Portraits

Ma naissance au jazz

l'entretien avec Michel Contat par Mylène Vignon

Après une longue et brillante carrière au Monde et à Télérama, Michel Contat est depuis deux ans le chroniqueur Jazz de Saisons de Culture. Aujourd’hui, il nous fait l’amitié de ces confidences.

Cher Michel Contat, à quel moment vous le Jazz est-il arrivé dans votre vie ?

J’avais quinze ans quand je suis né au jazz, et le jazz lui-même avait moins d’un demi-siècle. Selon moi, il était né en tant que grande musique classique noire américaine le 26 février 1926 avec l’enregistrement par Louis Armstrong de Cornet Chop Suey dans un studio d’Okeh à Chicago. Un morceau de seize mesures en fa, avec stop chorus, de Louis à la trompette. Ses compagnons sont Johnny Dodds à la clarinette, Kid Ory au trombone, Lil Hardin, sa femme, au piano, Johnny St Cyr au banjo, mais c’est lui qui joue tout au long, à part un solo de piano. La subtilité rythmique, la sûreté d’émission, l’invention mélodique restent aujourd’hui aussi novatrices qu’un solo bebop de Charlie Parker. C’est le jazz à son plus haut degré de joie pure et de beauté. Hugues Panassié, pape du jazz traditionnel, en avait fait dans les années 50 l’indicatif de son émission hebdomadaire de radio. Grâce à lui ceux qui aimaient le jazz avaient, imprimée dans leur mémoire, l’improvisation géniale de Louis Armstrong, un jeune homme de vingt-cinq ans qui inventait la musique du siècle.

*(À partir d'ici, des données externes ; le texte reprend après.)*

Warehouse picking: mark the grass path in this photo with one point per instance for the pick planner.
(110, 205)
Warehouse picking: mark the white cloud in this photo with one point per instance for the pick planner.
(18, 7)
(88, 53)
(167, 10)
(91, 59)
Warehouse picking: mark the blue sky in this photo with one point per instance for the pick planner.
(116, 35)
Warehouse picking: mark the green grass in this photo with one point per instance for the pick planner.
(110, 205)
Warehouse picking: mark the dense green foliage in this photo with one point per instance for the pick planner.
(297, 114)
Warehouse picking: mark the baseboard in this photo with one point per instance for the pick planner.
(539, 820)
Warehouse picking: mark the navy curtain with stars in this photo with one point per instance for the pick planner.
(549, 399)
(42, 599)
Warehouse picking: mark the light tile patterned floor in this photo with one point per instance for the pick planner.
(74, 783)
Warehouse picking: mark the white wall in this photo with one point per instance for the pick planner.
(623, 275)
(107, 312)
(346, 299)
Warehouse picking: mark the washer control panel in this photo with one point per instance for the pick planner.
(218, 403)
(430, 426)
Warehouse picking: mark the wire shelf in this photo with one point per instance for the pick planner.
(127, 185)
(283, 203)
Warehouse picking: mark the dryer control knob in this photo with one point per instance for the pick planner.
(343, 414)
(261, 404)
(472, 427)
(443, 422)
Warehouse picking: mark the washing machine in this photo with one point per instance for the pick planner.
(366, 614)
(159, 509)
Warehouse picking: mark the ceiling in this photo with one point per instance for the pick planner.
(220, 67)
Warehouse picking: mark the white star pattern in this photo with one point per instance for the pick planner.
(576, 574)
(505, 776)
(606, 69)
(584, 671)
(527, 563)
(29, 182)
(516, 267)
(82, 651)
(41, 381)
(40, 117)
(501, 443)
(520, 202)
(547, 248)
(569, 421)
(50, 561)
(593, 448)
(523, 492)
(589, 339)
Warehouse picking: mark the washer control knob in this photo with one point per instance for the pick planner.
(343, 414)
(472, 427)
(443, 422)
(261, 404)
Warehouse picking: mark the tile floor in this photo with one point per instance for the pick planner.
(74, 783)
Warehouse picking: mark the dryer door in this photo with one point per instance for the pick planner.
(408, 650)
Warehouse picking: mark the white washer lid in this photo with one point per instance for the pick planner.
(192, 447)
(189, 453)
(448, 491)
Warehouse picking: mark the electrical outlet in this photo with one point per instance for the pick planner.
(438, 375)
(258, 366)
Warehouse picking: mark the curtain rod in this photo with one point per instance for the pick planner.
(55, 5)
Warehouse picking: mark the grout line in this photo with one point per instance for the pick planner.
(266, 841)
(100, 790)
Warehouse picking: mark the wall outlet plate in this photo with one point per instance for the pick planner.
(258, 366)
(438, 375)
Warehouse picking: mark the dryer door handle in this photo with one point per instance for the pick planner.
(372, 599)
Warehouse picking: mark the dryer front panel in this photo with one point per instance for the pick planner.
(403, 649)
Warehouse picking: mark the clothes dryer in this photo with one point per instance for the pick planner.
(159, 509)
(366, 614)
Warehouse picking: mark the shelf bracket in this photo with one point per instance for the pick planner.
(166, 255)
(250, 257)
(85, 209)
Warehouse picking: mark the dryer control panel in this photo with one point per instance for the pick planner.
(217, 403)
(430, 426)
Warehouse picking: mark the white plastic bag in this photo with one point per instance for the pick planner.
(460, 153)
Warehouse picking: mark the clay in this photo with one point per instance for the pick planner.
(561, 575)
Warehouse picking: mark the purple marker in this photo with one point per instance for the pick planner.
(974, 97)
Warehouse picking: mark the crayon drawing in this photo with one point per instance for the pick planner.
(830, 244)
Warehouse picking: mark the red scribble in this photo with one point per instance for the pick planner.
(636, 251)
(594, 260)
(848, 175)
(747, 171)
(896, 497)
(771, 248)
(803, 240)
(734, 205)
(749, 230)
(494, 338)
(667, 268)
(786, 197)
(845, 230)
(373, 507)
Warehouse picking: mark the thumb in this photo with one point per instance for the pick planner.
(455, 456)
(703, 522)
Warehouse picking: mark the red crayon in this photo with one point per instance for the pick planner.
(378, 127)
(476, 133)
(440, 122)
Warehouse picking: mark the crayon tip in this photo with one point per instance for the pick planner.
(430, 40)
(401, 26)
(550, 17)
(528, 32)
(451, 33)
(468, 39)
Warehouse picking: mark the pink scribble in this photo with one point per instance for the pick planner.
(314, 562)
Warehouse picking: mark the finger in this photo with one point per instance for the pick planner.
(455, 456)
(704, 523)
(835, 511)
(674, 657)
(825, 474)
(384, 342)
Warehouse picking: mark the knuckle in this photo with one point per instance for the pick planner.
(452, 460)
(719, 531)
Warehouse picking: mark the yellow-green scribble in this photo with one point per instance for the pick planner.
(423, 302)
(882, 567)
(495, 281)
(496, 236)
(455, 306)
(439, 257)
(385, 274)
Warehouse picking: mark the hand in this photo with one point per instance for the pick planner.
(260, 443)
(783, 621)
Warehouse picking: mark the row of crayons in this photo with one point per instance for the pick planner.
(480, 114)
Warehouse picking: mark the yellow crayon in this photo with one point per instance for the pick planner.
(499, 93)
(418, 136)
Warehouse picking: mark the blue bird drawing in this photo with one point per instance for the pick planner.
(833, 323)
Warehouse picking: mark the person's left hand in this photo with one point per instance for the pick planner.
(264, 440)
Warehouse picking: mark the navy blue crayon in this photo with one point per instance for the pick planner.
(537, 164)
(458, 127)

Quelles furent vos principales sources de Culture en matière de Jazz ?

Pour moi, lausannois, les autres sources de culture étaient l’émission de Raymond Colbert Swing Serenade sur la Radio Romande et celle de The Voice of America, à minuit sur ondes courtes, avec Willis Connover speaking from Washington DC et l’indicatif Take the A Train de Duke Ellington. Je commençai ma collection de disques avec mon ami d’enfance Luc Chessex, futur photographe de renom, par l’achat des Hot Five et Hot Seven de Louis Armstrong, pour qui nous éprouvions une vénération sans bornes. Nous eûmes la chance de pouvoir l’écouter avec son All Stars dans la salle du Métropole, en 1954 ou 1955, et nous allâmes le saluer au Lausanne Palace où il nous accueillit avec bonhomie et générosité, nous invitant à venir l’écouter le soir-même à Bienne. On ne pouvait naître plus heureusement au jazz.

Vous-même, jouez – vous d’un instrument ?

J’appris à jouer de la clarinette, nous formâmes avec Luc le Barrel House Jazz Band et nous ne tardâmes pas à animer des bals d’étudiants. Plus tard, après un concert incendiaire de Lionel Hampton, je passai au saxophone ténor et devins bopper,  grâce au trompettiste Serge Wintsch qui me recruta dans son quintette, et à Michel Thévoz, excellent guitariste qui devint mon mentor pas seulement pour le jazz.

Que représente pour vous cette musique ?

Le jazz était notre musique, non adultérée, la musique de l’insurrection et de la liberté, puisqu’il était fondé sur l’improvisation. Il gardait aussi de tout racisme. Ce fut une chance inouïe de le découvrir quand il était encore au plus vif de sa créativité. Avec Sonny Rollins, Stan Getz, le Jazz Messengers d’Art Blakey, nous l’entendions comme une invitation à la vie.